Caner, 37, who was raised in a Sunni Muslim family in Ohio and converted to Christianity as a teenager in 1982, will become the youngest president ever to lead Truett-McConnell, a four-year college affiliated with the Georgia Baptist Convention. He will begin his new duties Aug. 18.
Caner has led The College at Southwestern—the undergraduate program at Southwestern Baptist Theological Seminary—since 2005.
He has held faculty positions at Southwestern and at Southeastern Baptist Theological Seminary in Wake Forest, N.C. He holds a Ph.D. degree from the University of Texas at Arlington, a master of divinity from Southeastern and a bachelor of arts in biblical studies from Criswell College in Dallas.
Terrell Williams, chairman of Truett-McConnell’s trustees, said in a news release, “It’s a great day in the life of Truett-McConnell College and Georgia Baptists. The TMC Board of Trustees is extremely excited about the future of our school under the leadership of Dr. Emir Caner.”
Bucky Kennedy, president of the Georgia Baptist Convention, said Caner will “bring to Truett-McConnell a level of Christian education that will raise the bar academically but also manifest itself in the life of the students.” J. Robert White, executive director of the Georgia convention, described Caner as “a scholar, a professor, a writer, a preacher and an experienced administrator—a powerful combination of gifts. At the same time, he has a vibrant personality and is easy to know.”
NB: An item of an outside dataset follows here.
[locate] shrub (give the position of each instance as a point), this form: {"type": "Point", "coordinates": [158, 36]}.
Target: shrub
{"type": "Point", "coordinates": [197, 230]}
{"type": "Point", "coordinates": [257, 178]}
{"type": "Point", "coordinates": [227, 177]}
Caner said his vision is to build the college of nearly 500 students into “a nationally recognized college that is based on the Word of God.”
While affirming the institution’s liberal arts foundation, he said Truett-McConnell’s goal must be to “thoroughly equip students to engage the culture with a distinctively Christian and Baptist worldview.”
He added that in time, and in line with accreditation approval, the college will be offering more Bible classes and other curriculum “that equips students to engage the culture with a dynamic witness that changes the world by changing lives.”